All miniscule and insignificant.
You have timelapses on your Wiki which demonstrate how refraction varies over the course of a day.
It is not admittedly that big an effect, but over the distance of miles can yield quite variable observations.
Also, out of curiosity, what do you think the change in altitude is when you're looking at the fucking horizon?
When I was talking about change of altitude I was talking about change in viewer height. If we are on a globe then that would mean you can see further over the curve, which is why the distance to it increases with altitude.
Considering that I've already given countless examples
Cool. Then it shouldn't be hard for you to pick one. You are notoriously unwilling to answer a straight question with a straight answer. If you have countless examples then just pick one. Come on. One specific example. We both know you wont because you do this sort of thing a lot. Avoid giving a straight answer and providing specific examples and then pretend you did. It comes across as gaslighting.

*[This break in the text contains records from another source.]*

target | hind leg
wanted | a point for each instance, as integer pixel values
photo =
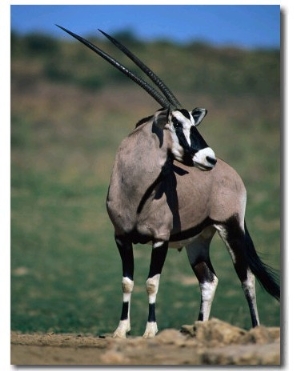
(234, 236)
(126, 253)
(198, 254)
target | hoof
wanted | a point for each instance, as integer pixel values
(151, 330)
(123, 328)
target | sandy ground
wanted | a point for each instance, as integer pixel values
(211, 343)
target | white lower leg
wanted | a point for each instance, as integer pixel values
(124, 324)
(208, 290)
(249, 289)
(152, 285)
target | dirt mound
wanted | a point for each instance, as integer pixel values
(204, 343)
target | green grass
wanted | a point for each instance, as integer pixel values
(65, 267)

There is a gaping hole in your logic, and you know it well.
As usual you're speaking in riddles. You claim there's a hole in my logic, don't say what it is and then say I know what it is.

But OK, let me guess. Is it that I'm claiming EA is an ad hoc mechanism and then using refraction to "fix" problems in inconstant observations when they don't match a RE? If that is it then all I can do is repeat you are drawing a false equivalence between refraction and EA in terms of how well understood and well formed a theory they are. And observations "not matching RE" is pretty much always because the RE model which observations are compared to is the simple one where we live on a perfect sphere with no atmosphere. Or, at best, an atmosphere with "standard" refraction. As I've said, that isn't the RE model. In real life the atmosphere is turbulent and chaotic and refraction varies over the course of a day - you literally have timelapses on your Wiki which demonstrate that.